By Harvey Hoffman
Edmonton is under consideration by the NHL as a hub where games could be played in a compressed timeline to complete the regular season.
Alberta premier Jason Kenney said yesterday he’d had a conversation with NHL commissioner Gary Bettman, who seemed to be interested in Edmonton as one potential site.
The question is:
Why would the NHL, which is desperate to save itself, pick an arena so hard to get to?
Was Wuhan not available?
The NHL paused the regular season March 12 with 189 games remaining in the regular season because of the COVID-19 pandemic.
“I did receive a call from NHL commissioner Gary Bettman, who wanted to ask some questions about Alberta’s status and combating COVID,” Kenney said in Edmonton.
“There was a very general conversation.
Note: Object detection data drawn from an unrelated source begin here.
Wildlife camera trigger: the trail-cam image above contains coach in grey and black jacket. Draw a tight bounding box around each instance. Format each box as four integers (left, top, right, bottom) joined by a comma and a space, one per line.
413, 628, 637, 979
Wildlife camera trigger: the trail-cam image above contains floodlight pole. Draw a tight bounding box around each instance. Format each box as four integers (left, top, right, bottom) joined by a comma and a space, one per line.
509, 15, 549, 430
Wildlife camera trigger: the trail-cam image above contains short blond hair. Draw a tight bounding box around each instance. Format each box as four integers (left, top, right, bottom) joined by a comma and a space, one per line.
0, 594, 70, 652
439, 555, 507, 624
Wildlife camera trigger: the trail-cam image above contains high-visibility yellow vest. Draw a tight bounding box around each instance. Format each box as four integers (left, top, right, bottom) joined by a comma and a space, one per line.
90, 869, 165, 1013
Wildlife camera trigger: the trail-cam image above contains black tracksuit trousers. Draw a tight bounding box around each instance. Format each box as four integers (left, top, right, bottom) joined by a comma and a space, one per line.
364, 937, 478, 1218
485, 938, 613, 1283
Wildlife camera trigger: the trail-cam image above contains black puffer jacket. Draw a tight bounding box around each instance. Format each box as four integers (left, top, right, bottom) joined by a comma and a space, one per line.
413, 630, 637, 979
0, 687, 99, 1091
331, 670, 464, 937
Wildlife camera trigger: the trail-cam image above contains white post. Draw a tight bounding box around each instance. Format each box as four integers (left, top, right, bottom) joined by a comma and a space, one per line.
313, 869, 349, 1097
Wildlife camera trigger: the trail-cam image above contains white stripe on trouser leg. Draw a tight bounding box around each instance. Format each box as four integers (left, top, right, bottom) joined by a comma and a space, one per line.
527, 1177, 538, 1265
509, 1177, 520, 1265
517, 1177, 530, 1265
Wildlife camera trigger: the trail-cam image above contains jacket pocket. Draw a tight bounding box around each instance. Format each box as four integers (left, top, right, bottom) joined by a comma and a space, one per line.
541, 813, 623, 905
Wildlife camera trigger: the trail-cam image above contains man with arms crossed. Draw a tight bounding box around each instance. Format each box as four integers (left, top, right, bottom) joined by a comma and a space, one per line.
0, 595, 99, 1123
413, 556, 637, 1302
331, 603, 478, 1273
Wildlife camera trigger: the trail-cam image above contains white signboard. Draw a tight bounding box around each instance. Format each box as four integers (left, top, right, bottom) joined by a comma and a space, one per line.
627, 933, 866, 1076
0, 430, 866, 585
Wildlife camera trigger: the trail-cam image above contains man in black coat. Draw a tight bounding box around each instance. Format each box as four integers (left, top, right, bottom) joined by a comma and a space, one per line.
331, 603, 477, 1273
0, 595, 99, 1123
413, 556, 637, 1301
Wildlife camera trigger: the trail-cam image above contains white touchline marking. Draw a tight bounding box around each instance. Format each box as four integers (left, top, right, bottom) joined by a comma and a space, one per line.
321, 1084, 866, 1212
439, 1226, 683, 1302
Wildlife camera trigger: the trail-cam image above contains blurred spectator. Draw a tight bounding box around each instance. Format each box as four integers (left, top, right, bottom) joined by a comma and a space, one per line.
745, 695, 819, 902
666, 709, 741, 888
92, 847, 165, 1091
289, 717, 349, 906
We have not received a formal proposal of any kind.
“I underscored if a proposal were forthcoming, we would obviously expect the league to prepare a very detailed plan to mitigate risk.
“It’s pretty clear to me that if something like that were to happen, we would not have large crowds gathering in arenas.
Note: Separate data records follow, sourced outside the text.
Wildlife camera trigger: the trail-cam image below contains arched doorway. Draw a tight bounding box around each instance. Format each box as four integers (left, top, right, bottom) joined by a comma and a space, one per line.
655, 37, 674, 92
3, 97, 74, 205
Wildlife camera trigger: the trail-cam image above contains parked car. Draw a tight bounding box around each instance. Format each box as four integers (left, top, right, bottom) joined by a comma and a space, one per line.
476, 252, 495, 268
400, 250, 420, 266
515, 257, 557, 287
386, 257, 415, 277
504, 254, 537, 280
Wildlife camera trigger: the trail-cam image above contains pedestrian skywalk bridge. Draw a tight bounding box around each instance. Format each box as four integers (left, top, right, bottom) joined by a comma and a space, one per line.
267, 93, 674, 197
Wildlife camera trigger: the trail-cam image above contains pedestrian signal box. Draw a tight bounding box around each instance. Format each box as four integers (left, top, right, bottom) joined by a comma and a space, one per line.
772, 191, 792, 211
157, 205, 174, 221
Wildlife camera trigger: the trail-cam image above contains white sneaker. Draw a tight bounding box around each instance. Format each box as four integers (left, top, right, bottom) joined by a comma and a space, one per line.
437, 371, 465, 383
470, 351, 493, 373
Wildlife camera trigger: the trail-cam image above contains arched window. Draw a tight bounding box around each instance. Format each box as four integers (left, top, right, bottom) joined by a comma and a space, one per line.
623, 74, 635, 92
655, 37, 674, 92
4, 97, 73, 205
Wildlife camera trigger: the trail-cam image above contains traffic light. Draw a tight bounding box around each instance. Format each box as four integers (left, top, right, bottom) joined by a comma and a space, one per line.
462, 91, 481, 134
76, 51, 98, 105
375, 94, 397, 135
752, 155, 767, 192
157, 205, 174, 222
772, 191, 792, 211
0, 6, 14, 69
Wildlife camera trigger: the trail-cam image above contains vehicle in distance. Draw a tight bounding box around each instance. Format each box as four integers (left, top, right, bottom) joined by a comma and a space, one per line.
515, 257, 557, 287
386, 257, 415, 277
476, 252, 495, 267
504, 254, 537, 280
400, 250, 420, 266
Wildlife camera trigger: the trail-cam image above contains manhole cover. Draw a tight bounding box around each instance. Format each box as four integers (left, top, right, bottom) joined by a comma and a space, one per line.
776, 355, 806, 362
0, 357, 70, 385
“I gather the NHL is looking at finishing the season in arenas for television purposes without large crowds. Whether or not we could accommodate that, we do not yet know.”
Under one scenario the league is mulling to finish the regular season, four NHL arenas would host three games per day without fans, Bettman told Sportsnet.
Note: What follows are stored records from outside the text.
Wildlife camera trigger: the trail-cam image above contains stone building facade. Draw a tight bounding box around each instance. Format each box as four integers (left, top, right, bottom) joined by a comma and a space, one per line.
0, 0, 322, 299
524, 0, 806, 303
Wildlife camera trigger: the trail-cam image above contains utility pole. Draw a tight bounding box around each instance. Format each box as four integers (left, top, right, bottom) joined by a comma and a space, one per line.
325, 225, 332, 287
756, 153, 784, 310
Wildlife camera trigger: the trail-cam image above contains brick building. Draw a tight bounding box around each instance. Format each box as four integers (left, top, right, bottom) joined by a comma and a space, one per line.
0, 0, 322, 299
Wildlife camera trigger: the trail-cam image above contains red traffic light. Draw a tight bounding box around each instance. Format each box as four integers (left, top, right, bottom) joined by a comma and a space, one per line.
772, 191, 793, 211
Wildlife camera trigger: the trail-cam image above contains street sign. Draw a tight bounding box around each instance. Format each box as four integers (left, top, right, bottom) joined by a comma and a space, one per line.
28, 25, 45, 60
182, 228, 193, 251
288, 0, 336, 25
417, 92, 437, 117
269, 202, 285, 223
The commissioner said the league has moved away from the idea of games in non-NHL centers because NHL arenas have more locker rooms — which can be sanitized as teams move in and out — and are better equipped for technology and broadcasting equipment for television.
The NHL has extended its self-quarantine recommendations to players until April 30. Bettman says the NHL Players’ Association wants a three-week training camp before a regular season could resume.
Of Alberta’s 3,401 cases of infection, 1,310 people have recovered and 66 have died.
The province is currently restricting gatherings of people to no more than 15, and that “includes large sporting events.”
“We have very clear requirements under the public health measures currently in place,” Alberta’s chief medical officer Dr. Deena Hinshaw said Wednesday.
“As we look at the future and look at that re-launch, those may shift and change based on our epidemiology and where our numbers are.
“Whatever those orders are and the requirements are, we will be looking to see a proposal that lines up with those.”